On the secrets side, the provider retains full backwards compatibility with the AWS Secrets Manager Agent it replaces, so existing deployments migrate without rework. It caches secrets in memory with a configurable time-to-live that defaults to 300 seconds, supports a refreshNow parameter to bypass the cache when a fresh value is required, and can pre-fetch secrets at startup using tag-based discovery. Role chaining enables cross-account access, and the same localhost interface serves all of it. For certificates, it supports up to 50 entries, each managed by an independent background task, so one slow or failing certificate refresh does not block the others.
Runs Almost Anywhere, Including Off AWS
Deployment flexibility is a core part of the pitch.
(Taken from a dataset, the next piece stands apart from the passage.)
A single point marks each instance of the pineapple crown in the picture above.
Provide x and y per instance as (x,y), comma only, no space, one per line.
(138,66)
The provider runs as a system service on Linux via systemd and on Windows with PowerShell 5.1 or later, and it installs through RPM packages for AL2023 and RHEL, Debian packages for Ubuntu, a Windows installer for EC2, a container sidecar via Docker, and an AWS Lambda extension. For secrets, supported targets include AWS Lambda, Amazon ECS, Amazon EKS, and Amazon EC2; for certificate management, Amazon EC2 and on-premises hosts are covered. That on-premises and non-AWS reach is the strategically interesting part, because it lets organizations standardize credential delivery across hybrid estates rather than running one mechanism inside AWS and a different one everywhere else.
The sidecar deployment pattern is particularly relevant for containerized and Kubernetes-based platforms. Running the provider as a sidecar gives each pod a local, cached, SSRF-protected endpoint for secrets and certificates without embedding AWS SDK calls or long-lived credentials into the application container. That is a cleaner separation of concerns than baking secret retrieval logic into every service, and it aligns with how platform teams increasingly think about credential delivery as a property of the runtime environment rather than the application code. The application asks localhost; the platform handles the rest.
An AWS-Native Answer to Vault Agent
Strategically, observers have framed the Workload Credentials Provider as an AWS-native alternative to HashiCorp Vault Agent for client-side credential delivery. That comparison is apt and worth examining for what it reveals about AWS's intent. Many organizations adopted Vault Agent specifically to get automated, local, cached delivery of secrets and certificates with policy-driven refresh, a capability AWS's own tooling previously left to customers to assemble. By shipping a first-party, open-source provider that covers the same ground for ACM and Secrets Manager, AWS reduces a meaningful reason to bring in third-party secrets infrastructure for AWS-centric workloads.
The honest caveat is the economic one. The provider itself is free and open source, but it is a delivery mechanism, not a free lunch: users still pay for the underlying AWS Secrets Manager and ACM usage it orchestrates. For teams already standardized on those services, that is simply the existing bill plus a better client, and the trade is clearly favorable. For teams running a multi-cloud secrets strategy on Vault or another platform, the calculus is more nuanced, since adopting an AWS-specific provider trades portability for tighter integration. Either way, the release is a clear signal that AWS intends to own the client side of credential delivery, and it has open-sourced a credible, security-forward tool to do it.